Ironia e commenti poco fini sul profilo del sindaco nelle ore in cui disponeva la chiusura delle scuole. C'è chi chiede di prendere provvedimenti

Alla fine il meteo ha dato ragione al sindaco Di Primio che nella tarda serata di domenica ha deciso di sospendere le lezioni in tutte le scuole di Chieti.

Il provvedimento è stato reso noto dal profilo Facebook del sindaco solo alle 23,20, dopo una riunione con la comandante dei vigili urbani. La cosa ha scatenato non poche polemiche, anche se in molti hanno poi ringraziato il sindaco per aver considerato gli studenti provenienti da fuori città.

Ma durante l’attesa e dopo sul profilo del sindaco è stato uno show di commenti più o meno discutibili da parte degli utenti, soprattutto giovani studenti: alle foto ironiche per manifestare l’apprezzamento dei ragazzi per la decisione, che strappavano una risata, presto si sono affiancati offese, turpiloquio e persino una bestemmia.

Il linguaggio adottato da molti ragazzi sulla bacheca del sindaco con tanto di ringraziamenti per aver saltato il compito di matematica e poter restare a dormire fino a tardi ha destato perplessità. “Ma davvero i ragazzi di oggi si rivolgono così ad una persona adulta?” si sono chiesti in molti. 
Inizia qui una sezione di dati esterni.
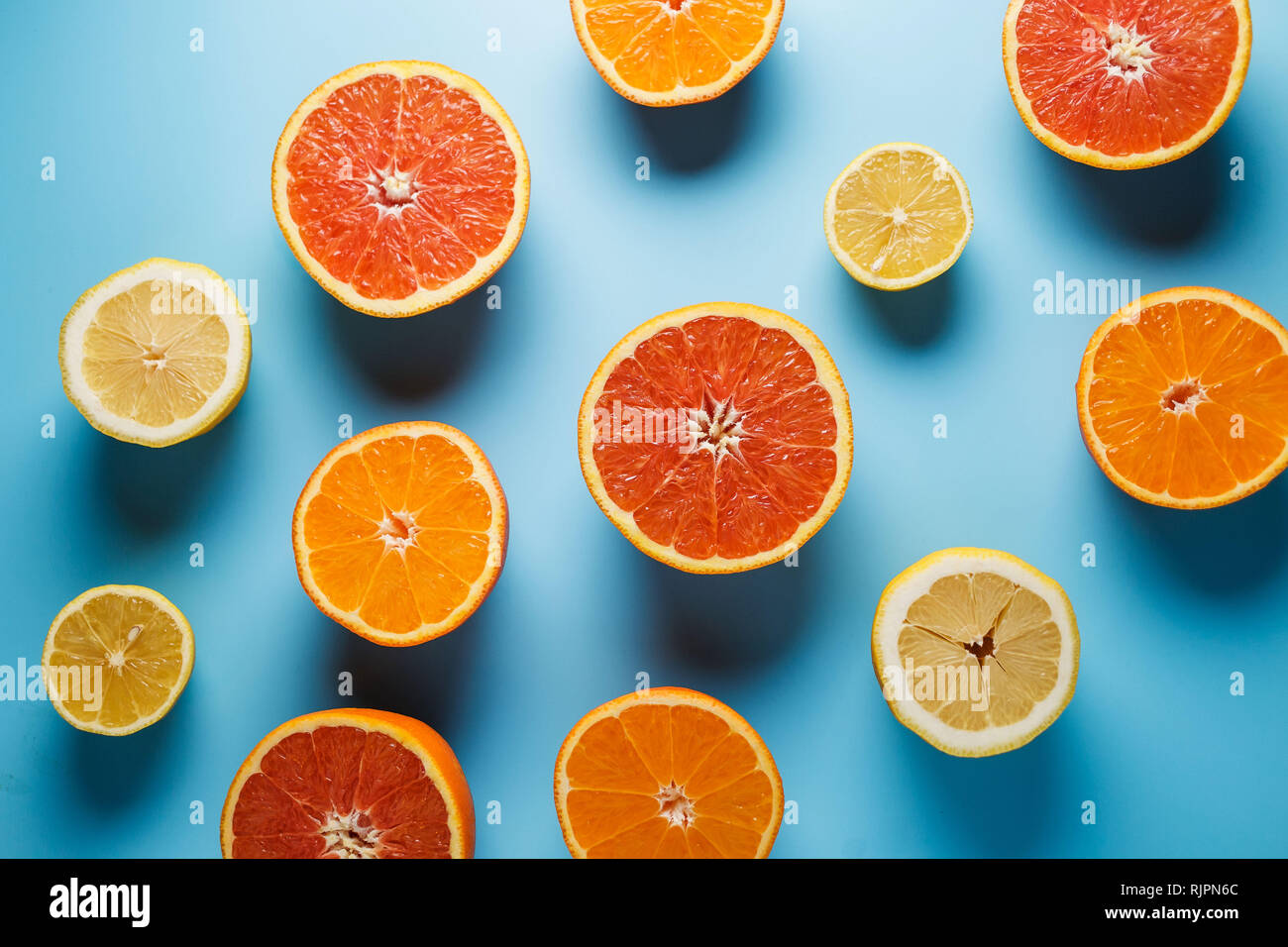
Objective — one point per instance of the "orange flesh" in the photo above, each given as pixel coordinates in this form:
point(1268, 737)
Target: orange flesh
point(750, 496)
point(399, 531)
point(1168, 393)
point(1147, 75)
point(449, 202)
point(657, 46)
point(660, 781)
point(340, 791)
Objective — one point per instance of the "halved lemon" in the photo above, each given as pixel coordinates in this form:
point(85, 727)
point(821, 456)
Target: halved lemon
point(977, 651)
point(156, 354)
point(898, 215)
point(116, 659)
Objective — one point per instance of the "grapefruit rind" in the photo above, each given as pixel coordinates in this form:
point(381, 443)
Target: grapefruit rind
point(828, 377)
point(1122, 162)
point(682, 94)
point(669, 696)
point(187, 655)
point(497, 536)
point(441, 766)
point(220, 402)
point(423, 299)
point(1086, 375)
point(862, 273)
point(912, 583)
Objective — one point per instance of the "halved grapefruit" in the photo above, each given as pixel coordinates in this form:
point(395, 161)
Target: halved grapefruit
point(717, 438)
point(1126, 82)
point(349, 784)
point(1183, 397)
point(399, 185)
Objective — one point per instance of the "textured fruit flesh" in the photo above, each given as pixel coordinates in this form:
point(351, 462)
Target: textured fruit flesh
point(138, 648)
point(969, 624)
point(399, 184)
point(901, 213)
point(695, 497)
point(658, 781)
point(156, 352)
point(1126, 76)
point(340, 792)
point(399, 531)
point(1190, 399)
point(660, 46)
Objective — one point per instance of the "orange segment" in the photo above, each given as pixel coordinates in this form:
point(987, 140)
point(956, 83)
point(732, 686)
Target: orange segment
point(349, 784)
point(400, 185)
point(400, 532)
point(666, 774)
point(675, 52)
point(1126, 82)
point(1183, 398)
point(717, 438)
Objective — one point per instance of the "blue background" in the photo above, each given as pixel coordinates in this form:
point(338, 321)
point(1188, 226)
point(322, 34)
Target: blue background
point(162, 151)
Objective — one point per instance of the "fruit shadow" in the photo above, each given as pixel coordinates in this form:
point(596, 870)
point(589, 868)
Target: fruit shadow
point(1168, 205)
point(1219, 552)
point(692, 138)
point(914, 317)
point(413, 357)
point(147, 491)
point(732, 624)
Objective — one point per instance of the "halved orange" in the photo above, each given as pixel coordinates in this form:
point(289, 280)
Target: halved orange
point(349, 784)
point(717, 437)
point(666, 774)
point(399, 185)
point(400, 532)
point(675, 52)
point(1183, 397)
point(1126, 82)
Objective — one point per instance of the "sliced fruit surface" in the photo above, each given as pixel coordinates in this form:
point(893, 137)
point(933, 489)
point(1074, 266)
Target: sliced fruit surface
point(400, 185)
point(349, 784)
point(675, 52)
point(666, 774)
point(156, 354)
point(400, 532)
point(116, 659)
point(1183, 397)
point(898, 215)
point(1126, 82)
point(717, 438)
point(975, 651)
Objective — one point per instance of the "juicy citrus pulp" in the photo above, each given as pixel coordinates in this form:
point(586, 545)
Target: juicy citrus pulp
point(898, 215)
point(349, 784)
point(675, 52)
point(975, 651)
point(116, 659)
point(156, 354)
point(666, 774)
point(399, 185)
point(717, 437)
point(1126, 84)
point(400, 532)
point(1183, 397)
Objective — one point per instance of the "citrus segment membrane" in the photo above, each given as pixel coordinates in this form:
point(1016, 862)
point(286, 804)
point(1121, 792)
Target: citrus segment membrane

In giornata si è espresso anche il sindaco: “Non voglio fare il moralista – ha commentato - ma chiedo a tutti (soprattutto genitori) di riflettere sulla qualità, meglio sul censurabile linguaggio, volgare e offensivo, di alcuni ragazzi, pochi, ma per me troppi, che hanno partecipato alla discussione sulla chiusura o meno delle scuole. Chiedere è legittimo, pretendere è ardito, bestemmiare, essere maleducati o arroganti è inaccettabile. A tutti quei ragazzi (e non solo, ma loro mi interessano di più) che pensano di ottenere qualcosa o addirittura di più con la bestemmia, la violenza verbale, l'arroganza o la prepotenza consiglio vivamente di cambiare altrimenti la vita, contateci, prima o poi vi darà un tale pugno in faccia che non avere tempo di recuperare. FB non è lo sfogatoio degli scostumati, né lascia immune alcune se si va oltre la decenza e la legge”.

Intanto oggi la saga dei commenti continua, anche se il taglio è più ironico: dopo oltre un migliaio di ‘like’ ottenuti con il post sulla chiusura delle scuole, un utente azzarda: “Sindaco, da oggi sei più amato di Fedez e Justin Bieber”.